“17 Aralık Krizi” denilen devletteki altüst oluş sonrasında çeşitli çevrelerde kimi tespitler yapılır oldu. Bunlar arasında öne çıkan dördünü ve gerçeklikle ilişkilerini şöyle sıralayabiliriz:
a. “Ortada ucu tepelere kadar uzanan ve üzerine gidilmesi gereken bir yolsuzluk, çürümüşlük var,” seçeneğini işaretleyenler doğru söylüyor.
b. “Yolsuzluk bahane, ortada iktidarı hedef alan ve çok açık, seçik görülebilen bir komplo var,” seçeneğini işaretleyen de doğru söylüyor.

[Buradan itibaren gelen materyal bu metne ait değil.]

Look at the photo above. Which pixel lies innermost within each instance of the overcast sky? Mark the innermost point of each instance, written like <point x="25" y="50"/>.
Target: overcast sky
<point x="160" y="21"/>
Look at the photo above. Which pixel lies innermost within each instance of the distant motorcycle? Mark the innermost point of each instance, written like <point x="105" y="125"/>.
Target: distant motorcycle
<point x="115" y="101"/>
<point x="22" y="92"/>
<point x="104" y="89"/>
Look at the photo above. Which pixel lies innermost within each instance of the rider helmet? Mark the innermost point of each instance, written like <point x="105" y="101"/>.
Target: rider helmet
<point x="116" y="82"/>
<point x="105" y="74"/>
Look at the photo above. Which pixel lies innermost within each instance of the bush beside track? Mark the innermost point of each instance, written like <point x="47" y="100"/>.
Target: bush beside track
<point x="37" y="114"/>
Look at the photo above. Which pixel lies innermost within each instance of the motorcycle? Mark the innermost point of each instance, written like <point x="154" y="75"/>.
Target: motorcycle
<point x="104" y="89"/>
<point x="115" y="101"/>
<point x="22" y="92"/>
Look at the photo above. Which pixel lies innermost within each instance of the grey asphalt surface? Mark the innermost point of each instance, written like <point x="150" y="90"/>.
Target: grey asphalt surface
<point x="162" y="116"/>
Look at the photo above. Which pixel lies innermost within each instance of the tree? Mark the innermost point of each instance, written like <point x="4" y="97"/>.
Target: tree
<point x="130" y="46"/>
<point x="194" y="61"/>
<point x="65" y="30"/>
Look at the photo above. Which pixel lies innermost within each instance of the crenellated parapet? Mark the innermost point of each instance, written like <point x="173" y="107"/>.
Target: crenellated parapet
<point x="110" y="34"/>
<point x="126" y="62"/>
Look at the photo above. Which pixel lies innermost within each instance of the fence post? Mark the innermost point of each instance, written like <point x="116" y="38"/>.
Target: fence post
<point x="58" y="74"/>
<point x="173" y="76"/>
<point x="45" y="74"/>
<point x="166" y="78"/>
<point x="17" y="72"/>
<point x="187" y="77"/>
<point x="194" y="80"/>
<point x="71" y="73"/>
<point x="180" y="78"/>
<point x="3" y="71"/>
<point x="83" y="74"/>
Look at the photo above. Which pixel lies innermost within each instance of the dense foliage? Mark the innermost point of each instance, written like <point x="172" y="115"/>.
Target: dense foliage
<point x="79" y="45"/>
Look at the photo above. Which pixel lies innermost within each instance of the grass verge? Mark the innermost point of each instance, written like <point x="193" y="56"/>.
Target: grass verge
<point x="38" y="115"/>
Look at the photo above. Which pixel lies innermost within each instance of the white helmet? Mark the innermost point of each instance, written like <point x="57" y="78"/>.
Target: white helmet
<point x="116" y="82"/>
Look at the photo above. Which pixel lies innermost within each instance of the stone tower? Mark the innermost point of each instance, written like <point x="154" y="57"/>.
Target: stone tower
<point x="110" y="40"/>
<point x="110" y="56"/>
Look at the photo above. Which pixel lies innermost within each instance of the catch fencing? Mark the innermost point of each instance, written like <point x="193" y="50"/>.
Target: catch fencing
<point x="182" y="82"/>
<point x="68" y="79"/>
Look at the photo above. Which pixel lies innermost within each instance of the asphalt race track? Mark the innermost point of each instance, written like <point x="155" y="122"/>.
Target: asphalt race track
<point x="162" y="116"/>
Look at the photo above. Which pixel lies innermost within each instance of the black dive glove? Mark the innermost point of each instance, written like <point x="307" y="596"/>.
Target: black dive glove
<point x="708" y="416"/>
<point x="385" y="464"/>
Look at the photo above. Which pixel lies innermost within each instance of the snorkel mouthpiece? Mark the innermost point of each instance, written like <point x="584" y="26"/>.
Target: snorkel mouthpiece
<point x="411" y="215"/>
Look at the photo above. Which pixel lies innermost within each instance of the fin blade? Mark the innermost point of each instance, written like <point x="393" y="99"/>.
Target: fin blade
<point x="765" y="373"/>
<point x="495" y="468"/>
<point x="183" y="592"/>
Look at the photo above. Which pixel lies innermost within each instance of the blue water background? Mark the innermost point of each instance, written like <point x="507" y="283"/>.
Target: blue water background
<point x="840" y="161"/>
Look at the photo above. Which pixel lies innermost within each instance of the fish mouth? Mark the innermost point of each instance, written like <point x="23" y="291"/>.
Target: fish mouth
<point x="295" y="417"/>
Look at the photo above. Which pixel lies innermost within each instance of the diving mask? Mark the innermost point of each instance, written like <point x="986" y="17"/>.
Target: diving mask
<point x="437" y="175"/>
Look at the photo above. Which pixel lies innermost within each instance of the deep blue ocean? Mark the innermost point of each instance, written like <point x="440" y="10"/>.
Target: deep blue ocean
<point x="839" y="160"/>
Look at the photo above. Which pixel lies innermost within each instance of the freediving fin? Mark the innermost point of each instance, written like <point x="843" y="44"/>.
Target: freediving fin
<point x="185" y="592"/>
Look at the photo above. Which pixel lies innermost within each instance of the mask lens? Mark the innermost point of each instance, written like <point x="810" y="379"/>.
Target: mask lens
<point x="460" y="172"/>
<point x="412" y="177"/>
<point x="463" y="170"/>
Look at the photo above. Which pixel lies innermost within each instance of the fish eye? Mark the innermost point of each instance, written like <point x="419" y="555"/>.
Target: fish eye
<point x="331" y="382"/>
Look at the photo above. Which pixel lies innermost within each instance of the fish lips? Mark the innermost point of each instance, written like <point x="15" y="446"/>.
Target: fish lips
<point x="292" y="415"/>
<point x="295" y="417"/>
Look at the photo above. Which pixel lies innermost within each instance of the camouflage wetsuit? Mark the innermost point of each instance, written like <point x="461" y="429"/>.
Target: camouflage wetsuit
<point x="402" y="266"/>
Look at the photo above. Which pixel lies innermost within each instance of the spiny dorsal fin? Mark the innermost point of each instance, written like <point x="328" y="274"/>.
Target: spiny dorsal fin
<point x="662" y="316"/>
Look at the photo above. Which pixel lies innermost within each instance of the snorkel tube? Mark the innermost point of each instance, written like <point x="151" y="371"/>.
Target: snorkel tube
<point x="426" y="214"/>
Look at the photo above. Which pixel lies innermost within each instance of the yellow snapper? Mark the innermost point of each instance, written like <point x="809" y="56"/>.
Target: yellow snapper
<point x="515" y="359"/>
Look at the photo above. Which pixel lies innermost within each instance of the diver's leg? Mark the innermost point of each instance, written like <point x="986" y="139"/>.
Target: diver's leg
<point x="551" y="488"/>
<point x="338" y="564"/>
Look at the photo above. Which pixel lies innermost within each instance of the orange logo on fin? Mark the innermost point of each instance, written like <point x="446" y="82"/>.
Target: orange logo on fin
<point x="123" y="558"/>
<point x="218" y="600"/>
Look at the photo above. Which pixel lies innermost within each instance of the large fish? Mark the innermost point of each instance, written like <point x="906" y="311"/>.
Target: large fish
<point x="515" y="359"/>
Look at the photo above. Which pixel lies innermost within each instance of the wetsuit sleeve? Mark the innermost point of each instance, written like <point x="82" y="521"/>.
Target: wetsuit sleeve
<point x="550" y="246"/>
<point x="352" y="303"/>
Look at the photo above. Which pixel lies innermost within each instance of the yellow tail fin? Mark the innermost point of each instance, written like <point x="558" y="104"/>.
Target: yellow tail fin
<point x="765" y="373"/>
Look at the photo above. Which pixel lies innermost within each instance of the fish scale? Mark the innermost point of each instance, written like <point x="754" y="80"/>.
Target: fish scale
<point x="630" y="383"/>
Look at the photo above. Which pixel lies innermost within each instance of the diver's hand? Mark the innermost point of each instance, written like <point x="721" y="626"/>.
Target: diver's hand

c. “Bu komploysa, Ergenekon ve Balyoz davalarıyla milli orduya kurulan da bir komplodur, kumpastır,” diyenler doğruyu söylüyor.
d. “İktidar bir darbeyle yargıyı ele geçirmeye yönelik girişimlerini meşrulaştırmak için ‘milli orduya da kumpas kuruldu’ tezinden yarar umuyor,” diyenler de doğruyu söylüyor.
Evet, dört tespit, dördü de doğru! Ama her biri yalnız başına ifade edildiğinde, gerçekliğin epeyce bir kısmını dışarda bıraktığı için, eksik tespitler bunlar.
O yüzden 4 doğruyu bir araya getirdiğimizde aslında 1 yanlışa ulaşıyoruz.
O koca 1 yanlışa da Türkiye diyoruz.
Burası 4 doğrunun 1 yanlış edebildiği bir ülke.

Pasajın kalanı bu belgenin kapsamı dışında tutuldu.